When you created your net short position on an option, you would have sold to open, which creates your net short position. That is when the option was created — when you sold to open. After a period of time, you then buy back the option that was created. Remember, unlike shares that you borrow and cover, in buying back an option you shorted, you take both sides of the contract. So now, you are both the writer and beneficiary of the option; you represent both parties. Effectively, you and yourself cancel each other out, and the option disappears. This is why you buy to close. You are buying the option contract back, and now you represent both parties in the contract. This allows the option to effectively evaporate into thin air, and your position is now closed.

How do I make money on a buy to close?

You make money on a buy to close through the option premium that was charged when the contract was written. That is, as long as the option premium is higher than the agreement regarding the obligations under the contract.

We can break this down again, using the example of the WOW call option. But in this scenario, you shorted the value of the WOW call option rather than just simply opening a WOW call option.

WOW original list price: $20

New list price: $20.25

WOW option strike price: $20

Original option premium = $2

New WOW option premium = $0.50

Original premium ($2 net credit) – new option premium ($.50 net debit ) = $1.50 profit per share

The premium on the WOW option is now significantly lesser than the obligations to honor the strike price. This is where the money is made. The option premium will have declined significantly in value. This is for two reasons. One is that the current list price of the underlying asset is way under the agreed-upon strike price, leading the option to decline in value. The second is because of time decay, as mentioned above, leading to the option to decrease in value over time naturally. When you create the net short position by creating the options contract, you receive the option premium or net credit upfront. You then buy back the option for a significantly lower options premium than you received when you created it.

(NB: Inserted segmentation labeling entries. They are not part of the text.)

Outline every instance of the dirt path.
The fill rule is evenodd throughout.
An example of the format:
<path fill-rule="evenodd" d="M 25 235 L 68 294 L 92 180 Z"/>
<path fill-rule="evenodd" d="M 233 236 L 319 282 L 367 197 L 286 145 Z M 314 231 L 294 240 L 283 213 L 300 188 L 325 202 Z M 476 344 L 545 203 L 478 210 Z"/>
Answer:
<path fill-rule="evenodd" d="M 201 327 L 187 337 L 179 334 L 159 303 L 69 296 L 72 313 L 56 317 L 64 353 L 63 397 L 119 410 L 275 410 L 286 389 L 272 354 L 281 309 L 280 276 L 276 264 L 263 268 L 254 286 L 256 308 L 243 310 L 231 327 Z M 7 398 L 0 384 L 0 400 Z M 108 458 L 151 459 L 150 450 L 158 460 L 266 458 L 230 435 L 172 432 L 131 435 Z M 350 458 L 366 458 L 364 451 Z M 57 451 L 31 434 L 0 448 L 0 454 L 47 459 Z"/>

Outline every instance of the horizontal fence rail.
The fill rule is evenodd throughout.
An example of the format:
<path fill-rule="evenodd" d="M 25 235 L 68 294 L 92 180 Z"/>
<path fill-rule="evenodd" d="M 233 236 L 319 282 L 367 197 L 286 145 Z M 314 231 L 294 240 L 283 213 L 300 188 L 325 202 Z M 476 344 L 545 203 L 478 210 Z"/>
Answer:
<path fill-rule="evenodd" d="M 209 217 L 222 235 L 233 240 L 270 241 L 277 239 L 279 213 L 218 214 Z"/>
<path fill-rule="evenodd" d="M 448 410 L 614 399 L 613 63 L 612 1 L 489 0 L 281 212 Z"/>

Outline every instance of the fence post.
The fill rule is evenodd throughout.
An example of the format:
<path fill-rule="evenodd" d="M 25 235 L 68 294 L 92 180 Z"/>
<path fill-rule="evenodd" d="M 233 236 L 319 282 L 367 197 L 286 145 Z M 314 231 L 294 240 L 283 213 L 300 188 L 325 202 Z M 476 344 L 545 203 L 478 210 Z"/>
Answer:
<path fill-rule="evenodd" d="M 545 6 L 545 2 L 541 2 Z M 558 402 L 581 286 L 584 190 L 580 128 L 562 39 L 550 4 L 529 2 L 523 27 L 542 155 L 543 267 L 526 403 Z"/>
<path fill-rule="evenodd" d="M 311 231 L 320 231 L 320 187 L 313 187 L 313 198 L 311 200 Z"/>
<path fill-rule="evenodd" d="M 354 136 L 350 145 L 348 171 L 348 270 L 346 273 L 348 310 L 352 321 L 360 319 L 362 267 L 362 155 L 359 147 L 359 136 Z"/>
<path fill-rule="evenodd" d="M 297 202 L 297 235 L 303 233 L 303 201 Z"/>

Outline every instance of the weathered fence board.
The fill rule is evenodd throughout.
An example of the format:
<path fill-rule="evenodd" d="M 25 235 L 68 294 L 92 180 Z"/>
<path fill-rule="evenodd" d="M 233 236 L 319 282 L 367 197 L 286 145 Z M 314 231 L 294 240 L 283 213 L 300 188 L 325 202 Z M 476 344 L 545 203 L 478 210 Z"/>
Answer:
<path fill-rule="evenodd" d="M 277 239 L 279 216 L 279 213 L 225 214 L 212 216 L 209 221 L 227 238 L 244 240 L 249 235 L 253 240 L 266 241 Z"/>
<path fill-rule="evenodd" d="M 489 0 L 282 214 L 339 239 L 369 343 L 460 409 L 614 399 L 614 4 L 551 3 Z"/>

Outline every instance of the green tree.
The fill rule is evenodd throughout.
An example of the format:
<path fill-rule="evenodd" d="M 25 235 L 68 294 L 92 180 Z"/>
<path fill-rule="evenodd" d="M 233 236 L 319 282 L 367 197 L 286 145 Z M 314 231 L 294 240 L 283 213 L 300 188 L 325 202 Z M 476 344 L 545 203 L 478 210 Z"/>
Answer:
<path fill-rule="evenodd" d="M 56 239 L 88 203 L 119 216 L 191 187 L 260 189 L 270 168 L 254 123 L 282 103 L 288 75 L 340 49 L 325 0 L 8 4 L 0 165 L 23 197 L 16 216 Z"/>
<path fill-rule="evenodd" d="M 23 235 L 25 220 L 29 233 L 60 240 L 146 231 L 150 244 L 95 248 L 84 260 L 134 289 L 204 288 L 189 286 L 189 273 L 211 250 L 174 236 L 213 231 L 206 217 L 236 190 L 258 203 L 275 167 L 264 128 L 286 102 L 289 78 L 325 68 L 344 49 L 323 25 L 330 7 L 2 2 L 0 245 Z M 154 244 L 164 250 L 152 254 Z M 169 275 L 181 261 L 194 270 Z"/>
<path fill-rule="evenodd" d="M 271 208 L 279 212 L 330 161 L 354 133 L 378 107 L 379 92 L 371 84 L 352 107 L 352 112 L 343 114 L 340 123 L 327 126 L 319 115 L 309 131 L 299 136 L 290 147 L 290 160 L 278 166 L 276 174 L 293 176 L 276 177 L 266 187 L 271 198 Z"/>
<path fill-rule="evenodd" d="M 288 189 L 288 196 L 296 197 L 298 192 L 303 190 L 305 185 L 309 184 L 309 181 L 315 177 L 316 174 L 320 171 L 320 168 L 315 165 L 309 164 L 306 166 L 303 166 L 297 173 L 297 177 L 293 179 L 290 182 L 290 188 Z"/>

You pocket this difference. If, for instance, the value of the option premium is $.50 when you buy it back, you would have made ($2 net credit – $.50) = $1.50 per share profit on net credit – net debit.

More investment options

Learn more about ways to invest your money and advisors that can point you in the right direction with our Investment Guide. You can also read reviews of advisors before you jump in.

FAQ

What is a buy to close example?

You bought a call option for WOW stock listed at $20, with a strike price of $40 and a premium of $2. The stock only increases to $20.25 and the option is only worth $.50. You buy it back and then pocket the difference between the original option price (option premium) and the new value.

When should you sell to close an option?

When you want to close an existing long position on an option.

Do you buy or sell to open a put?

Opening a long put position requires you to “buy to open” the put. In other words, you would have to buy the put. For example, let’s say you want to set a protective put. You are banking on prices moving higher, but you buy a put as a form of insurance in case the stocks fall. If the market falls, the put will increase in value and offset your losses.

What happens when you buy to open a put option?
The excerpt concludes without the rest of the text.